İtiraflarına şöyle devam ediyor:
-"Daha sonra mitçi N.G.'in şoförünün kullandığı arabasıyla hep birlikte Selimiye Kışlası'na gittik. Burada bazı rütbeli subaylarla yemek yedik. Çıkışta Gündeş 'bir kaç günde işlerini hallet, hazır olduğunda beni ara' diyerek 0212 258 .. 93 numaralı telefonu verdi. Birkaç gün sonra verdiği numaradan kendisini aradığımda çıkan görevliye Gündeş'in bana verdiği kod ismimi söyledim ve beni bağladılar. Bir saat sonra Kadıköy'deki Boğa heykelinin yanındaki bir pastaneye gelmemi söyledi."

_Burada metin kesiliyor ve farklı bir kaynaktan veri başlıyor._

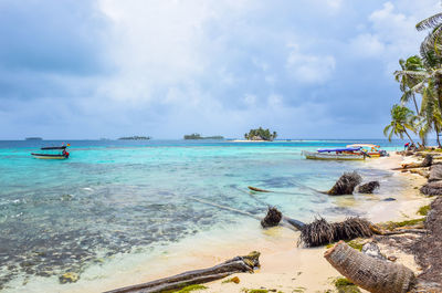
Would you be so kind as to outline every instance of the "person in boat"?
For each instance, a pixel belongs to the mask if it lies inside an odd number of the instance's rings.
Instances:
[[[67,157],[69,157],[69,151],[66,151],[66,149],[63,149],[62,155],[65,156],[65,157],[67,158]]]

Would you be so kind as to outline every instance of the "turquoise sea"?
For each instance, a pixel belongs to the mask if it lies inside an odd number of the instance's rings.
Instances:
[[[315,214],[355,214],[311,188],[328,189],[348,170],[367,180],[391,176],[361,161],[315,161],[301,155],[364,140],[64,140],[71,144],[67,160],[30,156],[62,143],[0,142],[0,290],[20,291],[36,276],[81,275],[115,254],[149,253],[242,224],[243,217],[194,198],[260,216],[267,202],[307,221]],[[403,145],[366,143],[387,150]],[[399,185],[390,180],[382,192],[387,197]],[[252,197],[248,186],[278,192]]]

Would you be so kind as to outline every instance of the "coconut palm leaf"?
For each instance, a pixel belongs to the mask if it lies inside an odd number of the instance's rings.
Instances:
[[[442,13],[438,13],[420,21],[418,24],[415,24],[415,28],[418,29],[418,31],[423,31],[440,25],[441,23],[442,23]]]

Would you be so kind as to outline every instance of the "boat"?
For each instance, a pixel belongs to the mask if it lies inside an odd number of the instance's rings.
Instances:
[[[360,147],[345,148],[323,148],[317,151],[304,150],[303,155],[307,159],[325,159],[325,160],[364,160],[367,154]]]
[[[380,149],[380,146],[372,144],[352,144],[347,147],[360,147],[361,150],[370,155],[370,157],[386,157],[388,153],[383,149]]]
[[[61,147],[42,147],[42,153],[32,153],[31,155],[38,159],[67,159],[70,153],[66,150],[67,146]]]

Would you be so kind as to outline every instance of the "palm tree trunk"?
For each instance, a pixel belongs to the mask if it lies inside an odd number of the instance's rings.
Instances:
[[[439,138],[439,127],[436,125],[436,123],[434,122],[434,130],[435,130],[435,140],[438,142],[438,147],[442,148],[441,146],[441,139]]]
[[[414,94],[413,94],[413,102],[414,102],[414,107],[415,107],[415,115],[419,115],[418,102],[415,102],[415,96],[414,96]]]
[[[408,136],[408,139],[410,139],[411,144],[414,145],[414,142],[413,142],[413,139],[410,137],[410,135],[408,134],[406,127],[403,127],[403,130],[406,132],[406,135]]]

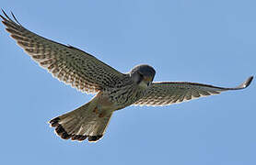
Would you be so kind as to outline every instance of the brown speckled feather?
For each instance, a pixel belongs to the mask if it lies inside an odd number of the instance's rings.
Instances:
[[[2,10],[3,11],[3,10]],[[122,74],[94,56],[42,38],[13,21],[3,11],[6,31],[24,50],[53,77],[81,92],[94,94],[106,87],[122,83]]]
[[[146,94],[135,102],[134,105],[162,106],[190,101],[199,97],[217,94],[223,91],[239,90],[246,88],[253,77],[248,78],[243,83],[235,88],[223,88],[213,85],[186,82],[153,82]]]

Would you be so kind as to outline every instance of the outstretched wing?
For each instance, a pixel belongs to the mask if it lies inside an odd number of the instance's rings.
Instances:
[[[235,88],[223,88],[193,82],[153,82],[146,94],[135,102],[134,105],[161,106],[190,101],[199,97],[218,94],[228,90],[244,89],[250,85],[253,77],[248,78]]]
[[[125,77],[125,74],[85,51],[54,42],[26,29],[13,14],[16,22],[2,11],[6,16],[0,16],[10,36],[36,62],[60,81],[81,92],[94,94],[120,83]]]

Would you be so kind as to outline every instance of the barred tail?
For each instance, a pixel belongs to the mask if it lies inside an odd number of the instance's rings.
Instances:
[[[55,127],[55,133],[64,139],[98,141],[104,135],[112,115],[99,116],[92,102],[79,108],[52,119],[49,123]]]

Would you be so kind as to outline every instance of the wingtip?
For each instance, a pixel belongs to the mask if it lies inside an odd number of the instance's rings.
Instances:
[[[248,87],[248,86],[250,84],[250,82],[252,82],[252,80],[253,80],[253,76],[250,76],[250,77],[242,83],[242,87],[243,87],[243,88]]]

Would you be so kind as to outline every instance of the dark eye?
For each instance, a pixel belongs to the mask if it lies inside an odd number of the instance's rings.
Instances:
[[[137,84],[139,84],[141,82],[143,81],[143,74],[138,72],[138,81],[137,81]]]

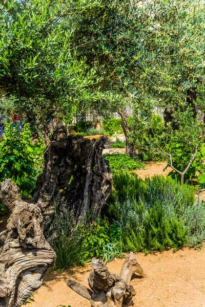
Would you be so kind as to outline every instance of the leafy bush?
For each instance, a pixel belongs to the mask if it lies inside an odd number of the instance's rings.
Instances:
[[[94,129],[94,128],[90,128],[86,130],[86,135],[87,136],[95,136],[97,135],[103,135],[105,134],[104,129],[101,128],[99,130]]]
[[[92,124],[91,120],[80,120],[76,124],[75,129],[77,132],[86,132],[87,129],[91,128]]]
[[[99,220],[85,225],[76,226],[73,212],[70,215],[61,205],[57,210],[49,231],[48,240],[56,254],[55,266],[64,270],[71,266],[83,265],[93,257],[111,261],[116,255],[121,255],[117,239],[120,229]]]
[[[119,169],[132,170],[145,167],[145,164],[136,158],[129,157],[126,154],[104,155],[103,158],[109,161],[112,171]]]
[[[143,181],[116,172],[108,208],[121,229],[124,251],[198,247],[205,238],[205,207],[195,203],[194,188],[162,176]],[[114,201],[115,199],[115,201]]]
[[[123,133],[122,120],[121,118],[111,118],[108,120],[104,120],[102,122],[103,127],[106,134],[112,136],[115,132]]]
[[[0,181],[10,178],[22,194],[30,194],[42,171],[45,148],[42,138],[32,143],[29,123],[24,125],[22,133],[18,125],[7,124],[0,140]]]
[[[125,148],[126,147],[126,143],[125,142],[122,142],[119,139],[116,139],[115,143],[113,144],[111,146],[112,148]]]

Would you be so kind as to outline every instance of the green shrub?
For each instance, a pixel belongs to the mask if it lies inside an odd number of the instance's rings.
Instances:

İkinci buluşmada yanlarına Yüzbaşı Mehmet denilen bir kişi gelmişti. Görevin içeriğinden bahsetmedi ama yeni kimlik, pasaport ve para sözü vermişti.

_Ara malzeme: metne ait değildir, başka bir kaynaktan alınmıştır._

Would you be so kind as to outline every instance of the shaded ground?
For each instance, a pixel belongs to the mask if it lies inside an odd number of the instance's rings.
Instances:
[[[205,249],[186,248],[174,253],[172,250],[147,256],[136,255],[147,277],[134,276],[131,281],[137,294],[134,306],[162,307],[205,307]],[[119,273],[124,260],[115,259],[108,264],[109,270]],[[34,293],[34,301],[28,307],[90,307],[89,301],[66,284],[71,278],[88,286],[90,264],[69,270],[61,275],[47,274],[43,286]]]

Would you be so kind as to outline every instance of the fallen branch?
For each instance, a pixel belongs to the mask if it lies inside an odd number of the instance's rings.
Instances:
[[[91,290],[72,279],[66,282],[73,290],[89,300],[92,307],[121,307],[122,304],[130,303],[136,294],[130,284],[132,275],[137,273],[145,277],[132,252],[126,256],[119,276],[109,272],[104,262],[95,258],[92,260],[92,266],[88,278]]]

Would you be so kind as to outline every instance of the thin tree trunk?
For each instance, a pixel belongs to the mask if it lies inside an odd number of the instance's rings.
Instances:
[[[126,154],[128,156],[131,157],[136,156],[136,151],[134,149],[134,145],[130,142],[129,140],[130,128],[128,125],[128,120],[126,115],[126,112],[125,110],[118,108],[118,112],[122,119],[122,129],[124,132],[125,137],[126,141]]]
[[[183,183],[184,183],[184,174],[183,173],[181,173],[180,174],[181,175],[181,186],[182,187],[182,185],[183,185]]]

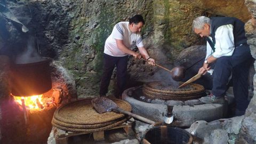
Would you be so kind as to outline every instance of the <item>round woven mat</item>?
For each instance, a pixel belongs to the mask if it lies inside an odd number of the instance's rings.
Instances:
[[[131,111],[128,102],[111,99],[121,108]],[[52,125],[68,131],[92,132],[109,129],[126,120],[123,114],[111,111],[100,114],[94,109],[91,100],[80,100],[60,107],[54,113]]]

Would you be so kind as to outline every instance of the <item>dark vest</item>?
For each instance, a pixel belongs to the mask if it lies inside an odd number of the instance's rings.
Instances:
[[[233,25],[233,35],[235,47],[242,44],[247,43],[247,38],[244,31],[244,23],[235,18],[230,17],[212,17],[211,20],[211,36],[212,41],[215,45],[215,32],[217,28],[221,26],[231,24]]]

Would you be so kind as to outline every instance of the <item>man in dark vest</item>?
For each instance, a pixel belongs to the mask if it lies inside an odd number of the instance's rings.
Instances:
[[[253,60],[244,27],[244,23],[235,18],[204,16],[196,18],[192,25],[194,31],[207,41],[205,60],[198,73],[205,74],[215,63],[212,94],[201,100],[223,102],[231,77],[236,116],[244,114],[249,103],[247,79]]]

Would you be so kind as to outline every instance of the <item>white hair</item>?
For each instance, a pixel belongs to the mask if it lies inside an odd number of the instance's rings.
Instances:
[[[195,28],[203,29],[205,23],[209,25],[211,24],[211,19],[206,17],[201,16],[195,18],[192,23],[192,30],[194,30]]]

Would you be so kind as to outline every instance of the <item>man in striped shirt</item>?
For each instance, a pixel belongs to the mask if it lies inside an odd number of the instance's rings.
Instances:
[[[235,18],[201,16],[193,23],[193,29],[207,41],[205,61],[198,73],[205,74],[215,64],[212,94],[201,99],[204,102],[223,101],[232,76],[236,116],[244,114],[248,100],[248,75],[254,60],[244,30],[244,23]]]
[[[129,22],[117,23],[106,40],[100,96],[105,96],[107,93],[112,73],[116,66],[118,92],[116,97],[121,98],[125,84],[128,55],[132,55],[135,59],[140,59],[142,57],[148,61],[149,64],[155,65],[155,60],[149,57],[140,35],[144,24],[143,17],[141,15],[135,15]],[[140,53],[131,50],[134,45],[138,47]]]

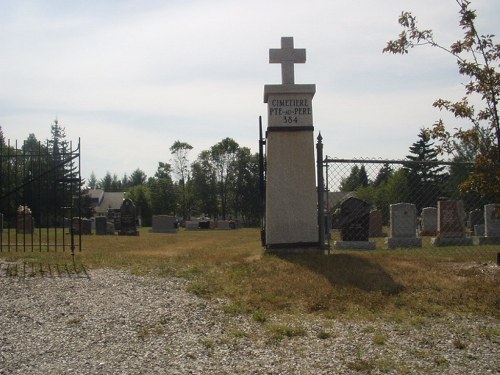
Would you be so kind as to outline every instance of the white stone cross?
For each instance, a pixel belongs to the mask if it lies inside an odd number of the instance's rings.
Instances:
[[[281,49],[269,50],[269,63],[281,64],[281,79],[283,84],[294,84],[294,64],[306,62],[306,50],[293,48],[293,37],[281,38]]]

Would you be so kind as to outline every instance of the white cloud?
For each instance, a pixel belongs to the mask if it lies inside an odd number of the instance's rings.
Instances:
[[[474,4],[484,32],[497,33],[500,4]],[[225,137],[256,151],[263,86],[280,80],[268,49],[294,36],[307,49],[296,80],[317,85],[328,154],[402,157],[441,115],[433,100],[460,98],[462,82],[439,51],[382,54],[402,10],[445,43],[461,35],[453,1],[2,2],[0,126],[43,140],[57,116],[82,139],[86,177],[151,175],[177,139],[192,159]]]

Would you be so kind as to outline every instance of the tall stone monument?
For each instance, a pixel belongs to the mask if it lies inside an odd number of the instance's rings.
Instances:
[[[305,63],[306,50],[292,37],[269,50],[269,62],[281,64],[282,84],[264,86],[266,132],[265,243],[268,249],[319,246],[312,98],[316,85],[296,84],[294,64]]]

Zeytindalı ve Yüzbaşı Mehmet, daha sonra Ankara'ya gitmişlerdi.
Ankara'da bir gece kalmışlar, sonra yüksek bir binada Çevik Bir'le buluşmuşlardı.
İşte itirafçının kan donduran son sözleri:
-"Makam odası gibi bir yere girdik. Bu odada Çevik Bir paşanın makamda oturduğunu gördük. Bizi gördüğünde kalktı ve 'hoş geldiniz' dedi. Konuşmalarından Yüzbaşı Mehmet ile Çevik Bir Paşa'nın daha önceden tanıştıkları belliydi. Kısa bir selamlaşmadan sonra Çevik Bir Paşa bana dönerek, silah kullanıp kullanmadığımı sordu. Ben de ufak silahları kullanabildiğimi söyledim. Ardından bana füze kullanıp kullanmadığını sordu. Ben tereddüt edince, 'Çeçenistan'da kullandın ya' dedi…"

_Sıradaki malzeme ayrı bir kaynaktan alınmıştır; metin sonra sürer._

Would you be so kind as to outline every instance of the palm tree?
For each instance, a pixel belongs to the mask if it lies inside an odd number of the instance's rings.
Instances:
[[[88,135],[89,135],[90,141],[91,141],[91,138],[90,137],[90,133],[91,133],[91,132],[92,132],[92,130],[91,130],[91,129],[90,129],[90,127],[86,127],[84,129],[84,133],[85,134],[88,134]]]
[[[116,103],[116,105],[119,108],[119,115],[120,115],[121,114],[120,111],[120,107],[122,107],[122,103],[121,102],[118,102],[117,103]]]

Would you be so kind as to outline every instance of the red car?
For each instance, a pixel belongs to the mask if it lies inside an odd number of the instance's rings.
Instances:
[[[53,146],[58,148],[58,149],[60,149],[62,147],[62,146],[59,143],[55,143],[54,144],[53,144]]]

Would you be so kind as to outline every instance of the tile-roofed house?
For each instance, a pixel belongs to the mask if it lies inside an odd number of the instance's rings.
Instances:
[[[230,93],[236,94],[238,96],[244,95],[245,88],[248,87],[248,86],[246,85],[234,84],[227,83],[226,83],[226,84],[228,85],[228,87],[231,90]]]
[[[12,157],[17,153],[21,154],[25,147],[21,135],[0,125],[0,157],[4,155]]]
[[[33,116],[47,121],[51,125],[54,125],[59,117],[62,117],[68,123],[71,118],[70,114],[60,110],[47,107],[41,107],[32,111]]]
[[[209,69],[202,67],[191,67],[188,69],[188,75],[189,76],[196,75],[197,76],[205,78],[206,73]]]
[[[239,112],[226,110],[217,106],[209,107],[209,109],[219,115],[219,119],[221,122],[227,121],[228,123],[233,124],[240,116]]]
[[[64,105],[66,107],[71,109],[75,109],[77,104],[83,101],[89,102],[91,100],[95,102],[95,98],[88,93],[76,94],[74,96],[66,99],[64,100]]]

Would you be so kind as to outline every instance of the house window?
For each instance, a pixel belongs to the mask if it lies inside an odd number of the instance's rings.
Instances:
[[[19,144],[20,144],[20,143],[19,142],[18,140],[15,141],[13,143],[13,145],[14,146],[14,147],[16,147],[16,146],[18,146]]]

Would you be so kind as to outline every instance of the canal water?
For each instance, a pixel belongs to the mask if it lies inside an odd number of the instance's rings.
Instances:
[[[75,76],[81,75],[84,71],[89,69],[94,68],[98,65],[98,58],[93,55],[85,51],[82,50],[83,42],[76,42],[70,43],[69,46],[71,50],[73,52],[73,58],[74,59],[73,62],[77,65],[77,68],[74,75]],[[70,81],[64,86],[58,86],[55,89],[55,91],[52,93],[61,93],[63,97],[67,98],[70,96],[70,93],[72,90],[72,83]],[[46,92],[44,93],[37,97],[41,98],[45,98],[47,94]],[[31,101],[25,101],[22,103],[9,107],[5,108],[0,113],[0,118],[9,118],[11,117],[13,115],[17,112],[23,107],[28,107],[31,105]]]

Evet, gizli tanık Çeçenistan'da Ruslara karşı savaşmıştı. O savaşta da çok kez füze kullanmıştı. Yine ifadelerine göre, Çevik Bir'in bürosunda gitar çantasına benzeyen bir çanta bulunuyordu. Çevik Bir o çantayı açtı. İçinde bir füze vardı. Çantayı Yüzbaşı Mehmet aldı. Zeytindalı kod adlı gizli tanık, daha sonra Mehmet Yüzbaşı ile Çanakkale'ye gittiğini ve eylemin ayrıntılarını da orada öğrendiğini itiraf etti.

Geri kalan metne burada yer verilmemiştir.